Paul Shorten (born January 23, 1963) is a Canadian former professional football wide receiver who played one season with the Winnipeg Blue Bombers of the Canadian Football League (CFL). He was selected by the BC Lions in the second round of the 1987 CFL draft. He played college football at the University of Toronto.

==Biography==
Paul Shorten was born on January 23, 1963, in Toronto, Ontario.

===University of Toronto (first stint)===
Shorten attended the University of Toronto, and played college football for the Toronto Varsity Blues of the Canadian Intercollegiate Athletic Union (CIAU) as a slotback. He caught 33 passes for a CIAU-leading 676 yards during the 1986 season, earning All-Canadian honors.

===BC Lions===
Shorten was selected by the BC Lions of the Canadian Football League (CFL) in the second round, with the 18th overall pick, of the 1987 CFL draft. He officially signed with the team on May 26 for $34,000 plus a $2,000 signing bonus that would have doubled if he made the team. He was released on June 20. However, on June 22, it was reported that Shorten had been re-signed to the team's practice roster. On June 27, it was reported that he had been re-released by the Lions.

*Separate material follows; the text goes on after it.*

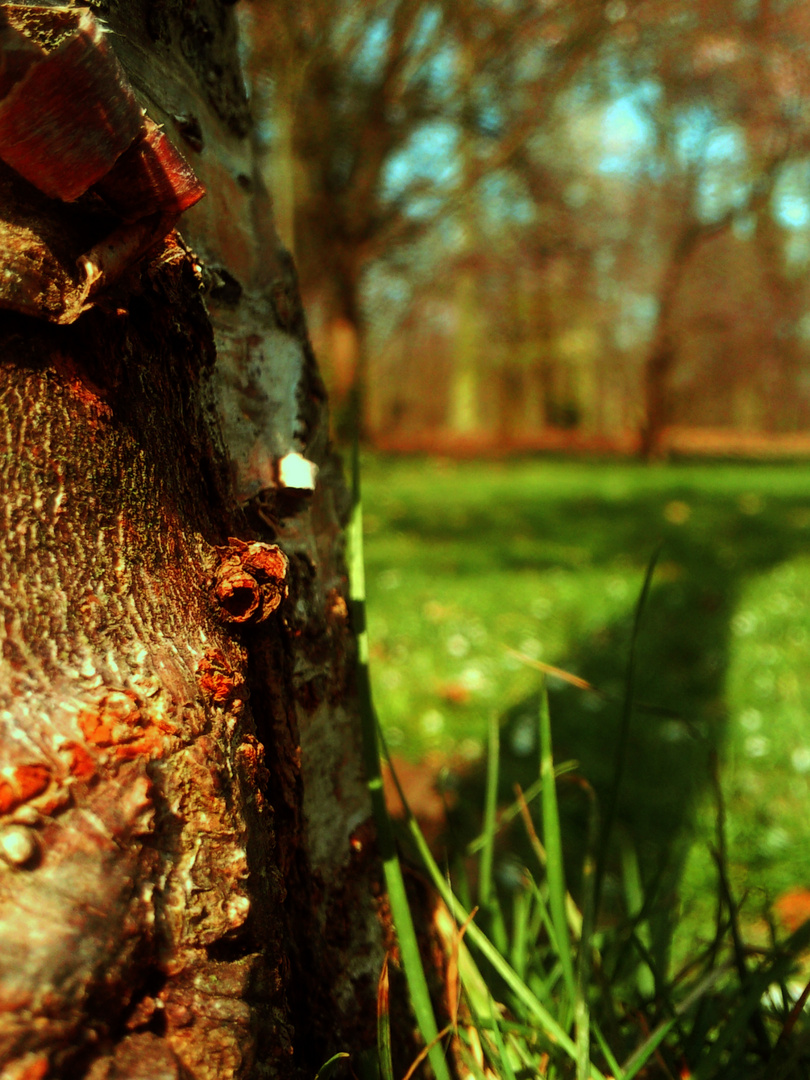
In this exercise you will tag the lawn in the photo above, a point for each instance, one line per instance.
(470, 563)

===Toronto Argonauts and return to the University of Toronto===
Shorten was then signed to the practice roster of the Toronto Argonauts of the CFL in mid July 1987. He was released by the Argonauts on August 21, 1987, so he could return to the University of Toronto for his final season of college football. Initially, the CIAU was not sure if Shorten still qualified as an amateur due to his stints on the practice rosters of both the Lions and Argonauts during the 1987 season. Nonetheless, the CIAU ended up letting him play the 1987 season. He returned to the Argonauts in 1988 but was released in July 1988 before the start of the 1988 CFL season. He was signed to the practice roster again shortly thereafter.

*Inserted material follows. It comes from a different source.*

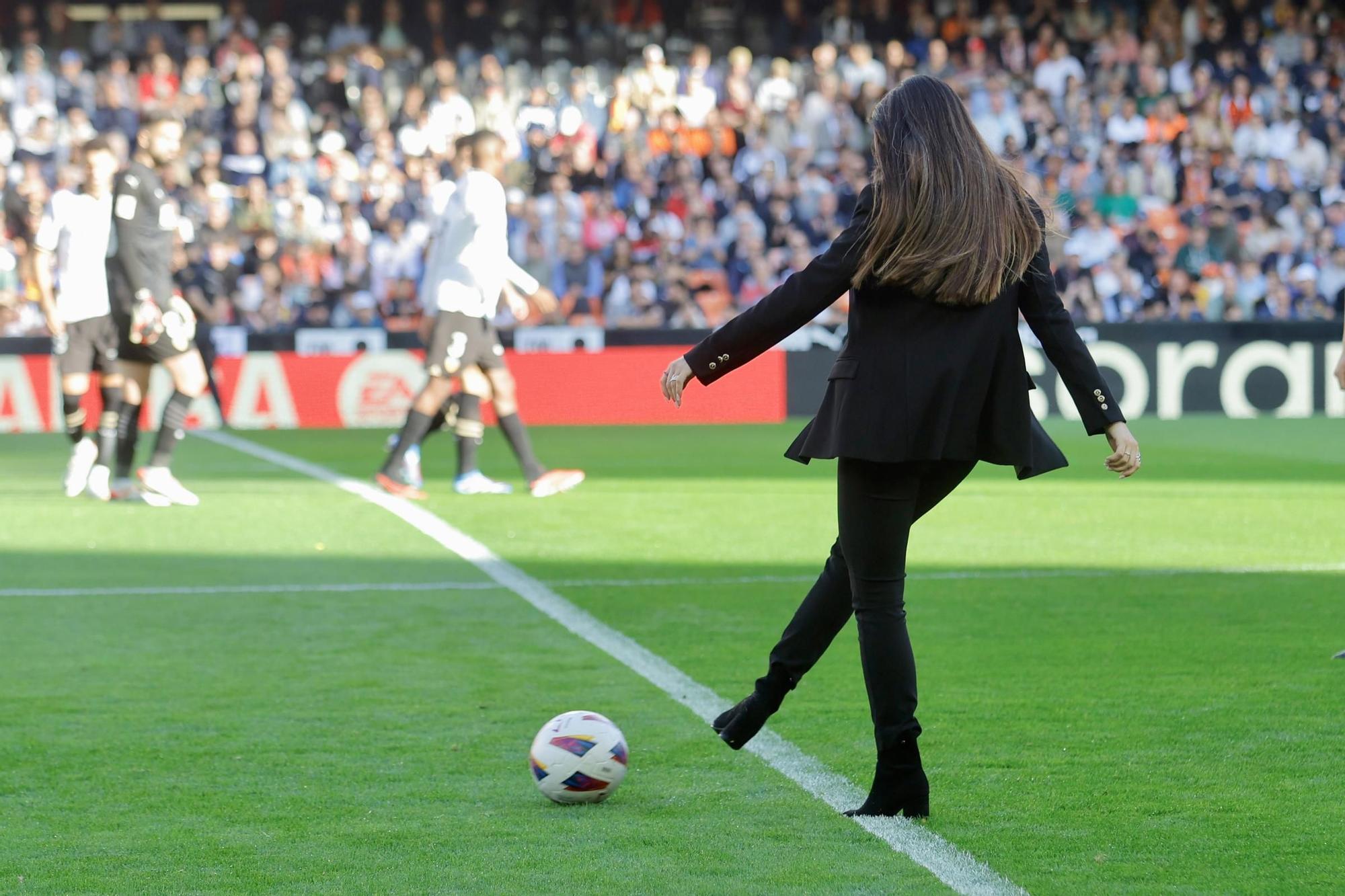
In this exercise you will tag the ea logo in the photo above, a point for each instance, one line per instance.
(377, 388)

===Winnipeg Blue Bombers===
On July 17, 1988, it was reported that Shorten had been signed to the Winnipeg Blue Bombers' practice roster after being released from the Argonauts' practice roster the same day. He was promoted to the active roster several days later, replacing American wide receiver Ken Winey. Shorten dressed in 15 games for the Blue Bombers during the 1988 season, recording three catches for 34 yards, 24 punt returns for 88 yards, one kickoff return for 15 yards, and one tackle. He was released by the Blue Bombers on October 29 but signed back to the team's practice roster in early November. The Blue Bombers finished the year with a 9–9 record, second place in the CFL Eastern Division. Shorten replaced offensive guard Brad Tierney on the active roster for the team's Eastern Semi-Final game against the Hamilton Tiger-Cats. Shorten then played in the Eastern Final victory over the Toronto Argonauts. On November 27, 1988, Shorten split time on kick returns with teammate Ken Pettway as the Blue Bombers beat the BC Lions by a score of 22–21 to win the 76th Grey Cup. The next year, Shorten was placed on the injured list on July 1, 1989, with a finger injury. On August 7, 1989, it was reported that he had been released by the Blue Bombers.

===Semi-pro football===
Shorten then played semi-pro football for the Ottawa Bootleggers in 1989. He also later played for the Gateshead Senators in Britain and was inducted into the team's hall of fame in 2003.

===University of Toronto (third stint)===
In 1991, Shorten returned to the University of Toronto to earn more credits on his physical education degree with hopes of getting into teachers' college. Despite having already played professional football, Shorten played college football for the Toronto Varsity Blues during the 1991 season as both a cornerback and receiver. In one November game that year, he scored four receiving touchdowns.

===Touch football===
In 1995, Shorten played for the Toronto Landell Lightning at the Canadian touch football championships.